Finding a suitable career was also an issue. She had her heart set on becoming a makeup artist and finished a three-year course before landing a job in a company that ‘rejected me when they found out I had this condition’.

She’s met other rejections, too.

‘Imagine somebody telling you they can’t marry you because you have that condition,’ she says. ‘But it’s their loss,’ she declares. ‘I think God wants me to be happily single. I’ll be my own hero.’

In a way, SMA has helped Javaria find strengths she never thought she had.

‘I’m doing everything on my own and I’m proud of it,’ she says. She is now a certified chef and has learned how to prepare some mouth-watering Italian and Mexican dishes.
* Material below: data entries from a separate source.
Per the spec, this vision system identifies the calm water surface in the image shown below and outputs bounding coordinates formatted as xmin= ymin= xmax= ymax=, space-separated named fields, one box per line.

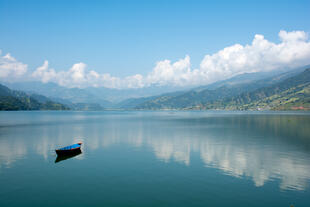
xmin=0 ymin=112 xmax=310 ymax=207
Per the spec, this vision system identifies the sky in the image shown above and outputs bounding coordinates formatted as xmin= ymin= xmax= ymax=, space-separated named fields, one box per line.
xmin=0 ymin=0 xmax=310 ymax=88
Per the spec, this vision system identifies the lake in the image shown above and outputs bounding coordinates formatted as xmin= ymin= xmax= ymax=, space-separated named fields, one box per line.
xmin=0 ymin=111 xmax=310 ymax=207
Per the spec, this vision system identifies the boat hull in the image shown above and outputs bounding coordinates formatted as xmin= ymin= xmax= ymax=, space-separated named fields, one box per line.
xmin=55 ymin=143 xmax=82 ymax=155
xmin=55 ymin=147 xmax=81 ymax=155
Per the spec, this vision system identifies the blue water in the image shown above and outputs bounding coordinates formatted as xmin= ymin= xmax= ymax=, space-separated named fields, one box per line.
xmin=0 ymin=111 xmax=310 ymax=207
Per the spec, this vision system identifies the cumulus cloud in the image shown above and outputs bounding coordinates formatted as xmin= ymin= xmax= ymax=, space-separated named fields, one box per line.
xmin=0 ymin=31 xmax=310 ymax=89
xmin=0 ymin=50 xmax=27 ymax=80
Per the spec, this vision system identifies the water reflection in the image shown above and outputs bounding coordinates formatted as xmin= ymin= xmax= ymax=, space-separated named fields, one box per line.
xmin=0 ymin=113 xmax=310 ymax=190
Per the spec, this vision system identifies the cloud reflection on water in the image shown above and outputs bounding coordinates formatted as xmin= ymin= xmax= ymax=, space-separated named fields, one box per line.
xmin=0 ymin=111 xmax=310 ymax=190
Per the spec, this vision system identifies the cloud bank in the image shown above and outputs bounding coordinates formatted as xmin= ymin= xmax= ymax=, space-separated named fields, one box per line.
xmin=0 ymin=50 xmax=28 ymax=80
xmin=0 ymin=31 xmax=310 ymax=89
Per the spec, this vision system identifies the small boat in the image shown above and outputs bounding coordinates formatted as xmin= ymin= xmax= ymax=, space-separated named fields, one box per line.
xmin=55 ymin=142 xmax=82 ymax=155
xmin=55 ymin=149 xmax=82 ymax=163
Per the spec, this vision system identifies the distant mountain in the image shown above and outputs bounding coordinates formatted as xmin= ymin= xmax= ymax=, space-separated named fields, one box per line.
xmin=134 ymin=69 xmax=310 ymax=110
xmin=0 ymin=84 xmax=69 ymax=111
xmin=198 ymin=68 xmax=310 ymax=110
xmin=4 ymin=82 xmax=189 ymax=108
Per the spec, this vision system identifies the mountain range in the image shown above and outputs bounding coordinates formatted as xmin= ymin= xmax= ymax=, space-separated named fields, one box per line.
xmin=0 ymin=66 xmax=310 ymax=110
xmin=0 ymin=84 xmax=70 ymax=111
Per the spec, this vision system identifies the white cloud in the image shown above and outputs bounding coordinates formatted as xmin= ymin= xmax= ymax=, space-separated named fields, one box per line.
xmin=0 ymin=50 xmax=27 ymax=80
xmin=0 ymin=31 xmax=310 ymax=89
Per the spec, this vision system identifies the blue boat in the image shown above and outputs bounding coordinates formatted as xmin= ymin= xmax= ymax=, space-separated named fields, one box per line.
xmin=55 ymin=142 xmax=82 ymax=155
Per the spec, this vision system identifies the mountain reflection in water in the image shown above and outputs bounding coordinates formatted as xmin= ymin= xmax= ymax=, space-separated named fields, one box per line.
xmin=0 ymin=112 xmax=310 ymax=190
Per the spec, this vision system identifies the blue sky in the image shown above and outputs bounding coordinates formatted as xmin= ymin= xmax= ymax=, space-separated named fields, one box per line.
xmin=0 ymin=0 xmax=310 ymax=88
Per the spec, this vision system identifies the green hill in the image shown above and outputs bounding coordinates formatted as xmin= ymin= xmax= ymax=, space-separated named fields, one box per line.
xmin=135 ymin=69 xmax=310 ymax=110
xmin=0 ymin=84 xmax=69 ymax=111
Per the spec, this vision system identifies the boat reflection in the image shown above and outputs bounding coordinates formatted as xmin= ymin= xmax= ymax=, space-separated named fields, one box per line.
xmin=55 ymin=149 xmax=82 ymax=163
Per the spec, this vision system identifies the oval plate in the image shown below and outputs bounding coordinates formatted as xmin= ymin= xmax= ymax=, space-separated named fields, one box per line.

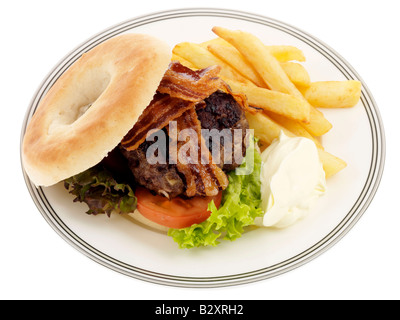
xmin=21 ymin=9 xmax=385 ymax=287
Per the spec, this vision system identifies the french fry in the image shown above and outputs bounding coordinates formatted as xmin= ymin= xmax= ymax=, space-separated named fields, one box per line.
xmin=212 ymin=27 xmax=332 ymax=137
xmin=207 ymin=42 xmax=267 ymax=88
xmin=266 ymin=45 xmax=306 ymax=62
xmin=304 ymin=80 xmax=361 ymax=108
xmin=246 ymin=112 xmax=347 ymax=179
xmin=212 ymin=27 xmax=304 ymax=99
xmin=318 ymin=149 xmax=347 ymax=179
xmin=200 ymin=37 xmax=230 ymax=49
xmin=172 ymin=42 xmax=251 ymax=83
xmin=222 ymin=77 xmax=309 ymax=121
xmin=281 ymin=61 xmax=311 ymax=90
xmin=207 ymin=42 xmax=310 ymax=88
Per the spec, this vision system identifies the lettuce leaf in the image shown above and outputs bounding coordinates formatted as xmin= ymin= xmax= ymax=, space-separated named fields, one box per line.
xmin=64 ymin=165 xmax=137 ymax=216
xmin=168 ymin=139 xmax=263 ymax=249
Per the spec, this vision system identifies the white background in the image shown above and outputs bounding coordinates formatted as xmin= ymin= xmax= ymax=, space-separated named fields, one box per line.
xmin=0 ymin=0 xmax=400 ymax=300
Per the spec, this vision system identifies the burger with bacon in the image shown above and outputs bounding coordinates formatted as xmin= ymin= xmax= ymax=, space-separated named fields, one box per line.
xmin=22 ymin=34 xmax=262 ymax=248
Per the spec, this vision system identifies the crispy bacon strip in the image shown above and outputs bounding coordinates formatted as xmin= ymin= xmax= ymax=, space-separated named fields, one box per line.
xmin=158 ymin=61 xmax=222 ymax=102
xmin=169 ymin=108 xmax=228 ymax=197
xmin=121 ymin=62 xmax=227 ymax=151
xmin=121 ymin=93 xmax=196 ymax=151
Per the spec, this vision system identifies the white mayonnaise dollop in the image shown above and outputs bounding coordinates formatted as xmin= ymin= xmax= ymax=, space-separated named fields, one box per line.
xmin=255 ymin=132 xmax=326 ymax=228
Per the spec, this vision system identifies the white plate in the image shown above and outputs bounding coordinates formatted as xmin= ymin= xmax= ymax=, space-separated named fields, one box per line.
xmin=22 ymin=9 xmax=385 ymax=287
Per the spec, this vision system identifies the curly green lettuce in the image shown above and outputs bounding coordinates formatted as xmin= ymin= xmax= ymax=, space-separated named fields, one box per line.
xmin=64 ymin=166 xmax=137 ymax=216
xmin=168 ymin=139 xmax=263 ymax=249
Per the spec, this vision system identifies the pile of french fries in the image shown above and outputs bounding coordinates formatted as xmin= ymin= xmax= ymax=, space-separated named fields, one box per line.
xmin=172 ymin=27 xmax=361 ymax=178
She’s also growing the women’s accessories business she set up in 2011, while helping inspire people with SMA through her daily vlogs.

‘People send me messages to ask, “What do we do, how can you help us?” when I post my videos on Instagram and Facebook,’ she says.

‘I know this condition is progressive, but I still try to do things I enjoy.’

Regular exercise has helped Javaria gain control of her muscles

Her secret to a positive outlook? ‘I started looking around me to see how lucky I am. There are many things to be grateful for. At least I can afford my treatment,’ she says.

She now wants to meet her target of 6,000 steps per day. It’s literally her way of saying she can take challenges one step at a time.

‘I always say I have two choices. Either sit back and make it worse, or pursue the challenges and live my life,’ she says, not forgetting to smile as she swings one leg up the couch and props up an arm in the backrest so she can get up, ever so carefully. ‘Please don’t get up, I can manage,’ she says as I begin to extend a hand.

She apologises for the rush and tells me she needs to prepare for her next appointment. ‘It’s my second public speaking engagement in Dubai and I’m actually pretty excited. There’s so many people out there who just need to hear a positive story,’ she says, smiling.

What is spinal muscular atrophy?

Spinal muscular atrophy (SMA) is a genetic disease that hits the nerve cells in the spinal cord that control muscle movement. Muscles don’t receive signals from the nerve cells, and therefore atrophy, which means they get smaller as they become inactive.

The disease is degenerative and people with SMA struggle with motor function from childhood to adulthood. SMA symptoms range from mild to severe. The age at which SMA symptoms appear correlates to the degree to which their motor function is affected. The earlier the age of onset, the greater the impact of muscle control loss.

SMA is caused by a deficiency of a motor neuron protein called SMN, which is caused by genetic flaws or mutations. There are no clear-cut predictions about life expectancy or level of muscle degeneration as most doctors now consider it a continuum.